The great hero of the no position in literature - except it must never harden into a position, because a position implies a yes - is Herman Melville's Bartleby, the "incurably forlorn" scrivener in a Wall Street legal office who one day just says no. At first, Bartleby is the very model of industry. "As if long famishing for something to copy, he seemed to gorge himself" on whatever documents were put before him. But on the third day of his employ, when he is called upon to do a further small task, he refuses. "I would prefer not to," he says.

It is one of the most thrillingly upsetting moments in literature - Kafkaesque before Kafka, Dickens with metaphysics. "I would prefer not to" - the expression of an obstinacy for which there is no accounting; an insubordination for which, from his employer's point of view, there is neither justification nor excuse; an act of intransigence which even Bartleby himself seems to understand can lead nowhere and achieve nothing.

And yet, precisely because it is uncalculated and involuntary, the voice of a reserved, solitary, unintentioned man, it speaks to something irreducible in our humanity. "I would prefer not to." No rudeness, no violence, no revolutionary zeal or rabble-rousing, no dancing in a circle or marching in a line, just the "strangely disarming", inscrutable voicing of an eternal, isolated demur - "I would prefer not to".

Although it doesn't quite put it in these terms, one of the conclusions of the film Downfall, charting Hitler's final days in the bunker, is that a few German Bartlebys would not have gone astray. Every newsreel of a Nuremberg rally tells you that, of course. Obedience is a trance and when a strong people are entranced, humanity beware.

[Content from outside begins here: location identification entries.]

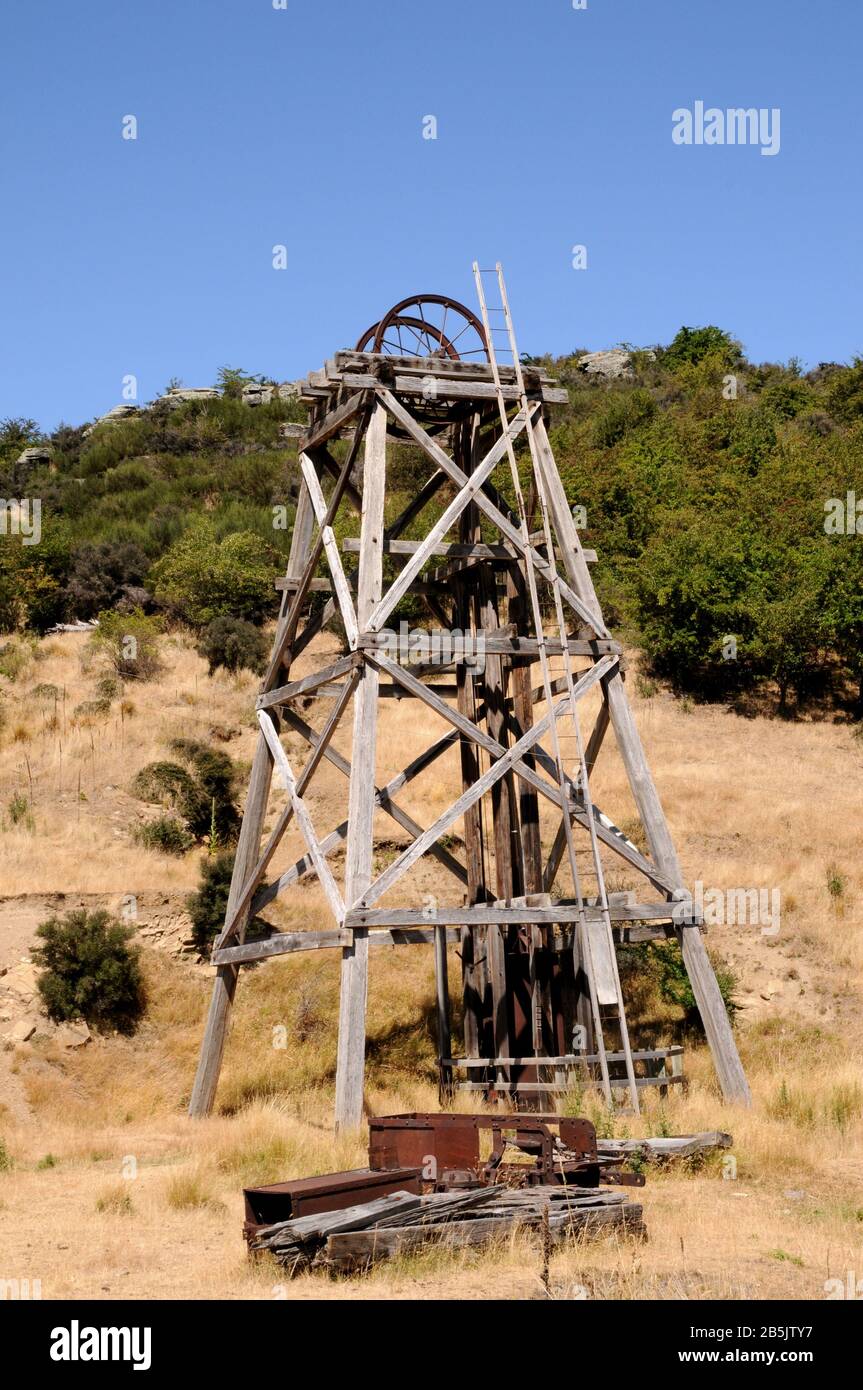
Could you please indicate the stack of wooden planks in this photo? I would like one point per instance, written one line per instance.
(355, 1237)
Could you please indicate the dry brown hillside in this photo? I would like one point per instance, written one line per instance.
(751, 802)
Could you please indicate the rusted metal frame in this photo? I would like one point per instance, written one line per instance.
(337, 836)
(285, 816)
(299, 597)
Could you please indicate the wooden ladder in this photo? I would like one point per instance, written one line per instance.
(595, 941)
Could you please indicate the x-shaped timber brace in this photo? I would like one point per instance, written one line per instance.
(534, 963)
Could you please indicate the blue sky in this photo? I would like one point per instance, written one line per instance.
(303, 127)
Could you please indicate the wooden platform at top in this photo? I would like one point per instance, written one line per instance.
(453, 380)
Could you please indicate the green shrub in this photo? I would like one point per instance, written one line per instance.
(99, 574)
(207, 905)
(203, 577)
(128, 642)
(209, 902)
(15, 656)
(89, 972)
(234, 644)
(203, 792)
(20, 811)
(691, 345)
(167, 834)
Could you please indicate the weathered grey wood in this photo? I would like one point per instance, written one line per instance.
(505, 763)
(309, 683)
(442, 1007)
(248, 847)
(496, 644)
(355, 1250)
(456, 549)
(585, 681)
(441, 388)
(446, 367)
(448, 519)
(334, 421)
(303, 819)
(382, 797)
(491, 915)
(350, 1061)
(491, 509)
(278, 830)
(591, 755)
(331, 549)
(717, 1027)
(286, 943)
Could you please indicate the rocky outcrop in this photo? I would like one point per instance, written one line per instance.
(610, 366)
(177, 396)
(34, 456)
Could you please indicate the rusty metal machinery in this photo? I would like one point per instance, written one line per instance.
(427, 325)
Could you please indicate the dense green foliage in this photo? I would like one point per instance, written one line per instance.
(234, 644)
(89, 972)
(706, 483)
(117, 498)
(199, 792)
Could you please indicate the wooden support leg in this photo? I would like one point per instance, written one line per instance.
(350, 1064)
(248, 849)
(705, 988)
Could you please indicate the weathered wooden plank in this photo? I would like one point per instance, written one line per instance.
(446, 520)
(350, 1059)
(334, 421)
(331, 549)
(303, 819)
(491, 509)
(309, 683)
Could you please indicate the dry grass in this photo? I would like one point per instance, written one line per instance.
(751, 802)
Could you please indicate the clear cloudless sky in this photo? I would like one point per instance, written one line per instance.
(303, 127)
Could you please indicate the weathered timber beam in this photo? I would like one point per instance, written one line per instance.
(309, 683)
(288, 943)
(491, 915)
(334, 423)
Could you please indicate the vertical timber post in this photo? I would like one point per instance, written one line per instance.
(712, 1009)
(350, 1064)
(248, 849)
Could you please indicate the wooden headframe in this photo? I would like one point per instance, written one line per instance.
(537, 948)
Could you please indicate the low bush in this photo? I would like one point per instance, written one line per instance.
(89, 972)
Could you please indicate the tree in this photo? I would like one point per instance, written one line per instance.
(128, 642)
(202, 577)
(89, 972)
(99, 574)
(689, 345)
(234, 644)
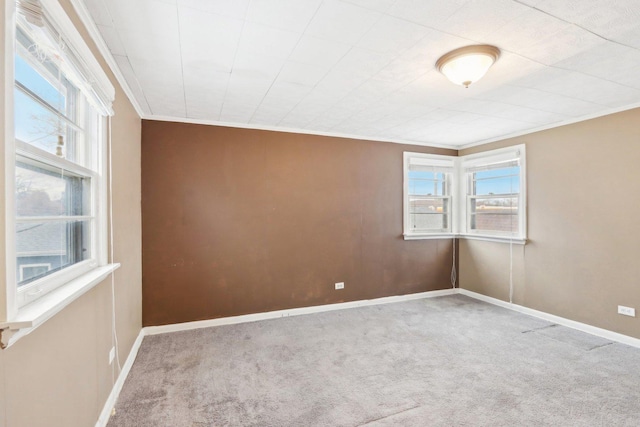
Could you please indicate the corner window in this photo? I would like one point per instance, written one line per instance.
(427, 195)
(476, 196)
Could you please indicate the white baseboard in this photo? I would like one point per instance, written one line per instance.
(153, 330)
(117, 387)
(593, 330)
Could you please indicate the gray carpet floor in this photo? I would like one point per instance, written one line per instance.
(448, 361)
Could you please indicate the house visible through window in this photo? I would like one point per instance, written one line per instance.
(495, 183)
(493, 199)
(480, 195)
(428, 204)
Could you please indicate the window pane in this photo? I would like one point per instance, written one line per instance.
(427, 183)
(39, 127)
(30, 78)
(46, 191)
(428, 214)
(57, 244)
(494, 214)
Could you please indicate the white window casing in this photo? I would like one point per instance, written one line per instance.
(485, 192)
(55, 47)
(494, 182)
(428, 196)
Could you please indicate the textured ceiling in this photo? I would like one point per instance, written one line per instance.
(365, 68)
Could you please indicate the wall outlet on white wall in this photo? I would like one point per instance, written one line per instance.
(627, 311)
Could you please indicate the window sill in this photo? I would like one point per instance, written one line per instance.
(34, 314)
(497, 239)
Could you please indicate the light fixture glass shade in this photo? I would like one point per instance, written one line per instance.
(468, 64)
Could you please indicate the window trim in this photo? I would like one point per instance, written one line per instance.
(484, 159)
(15, 321)
(444, 164)
(37, 264)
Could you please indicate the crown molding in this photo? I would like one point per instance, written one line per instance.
(552, 125)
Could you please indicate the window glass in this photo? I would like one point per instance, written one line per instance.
(44, 191)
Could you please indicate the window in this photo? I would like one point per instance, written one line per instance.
(59, 116)
(494, 191)
(475, 196)
(427, 195)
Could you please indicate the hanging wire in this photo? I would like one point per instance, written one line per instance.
(511, 244)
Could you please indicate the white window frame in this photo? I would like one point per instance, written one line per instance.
(439, 164)
(460, 192)
(41, 264)
(56, 291)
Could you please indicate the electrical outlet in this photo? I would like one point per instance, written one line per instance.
(626, 311)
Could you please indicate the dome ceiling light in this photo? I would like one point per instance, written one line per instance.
(467, 64)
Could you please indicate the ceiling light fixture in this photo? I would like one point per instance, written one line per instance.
(468, 64)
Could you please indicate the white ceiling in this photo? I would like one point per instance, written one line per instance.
(365, 68)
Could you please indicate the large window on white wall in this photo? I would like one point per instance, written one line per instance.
(475, 196)
(61, 101)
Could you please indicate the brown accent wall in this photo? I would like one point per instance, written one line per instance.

We have all learned that lesson by now. But what was fascinating about the final bunker days when the lunacy was there for everyone to see, and all fantasies of glory and domination had fled, was the tenacity of Hitler's inner circle's loyalty. Even when they could have left the sinking ship, even when it was finally possible to just say no, they didn't.

They had joined the dance and could not break out of it. The erotic pull was too strong. Bound in love, they would die together. In such a place, the idea of anyone saying "I prefer not to" was inconceivable. The humanity out of which Bartleby's forlorn resistance spoke no longer existed.

Non. Nee. No. Our only defence against fanaticism, sameness and inanity. A no might not always save a life, but it doesn't knowingly take one. Nor does a no make anybody stupid. Say no to books and you might possibly miss out on wisdom; say yes to Harry Potter and you certainly will.

We sentimentalise affirmation. Molly Bloom's "yes I said yes I will Yes" is very attractive when you're 16 and up for anything. But in life we'd be treating her for chlamydia, crabs, genital warts, depression and vaginitis. May I propose another ending to Ulysses? "No I said no I won't No."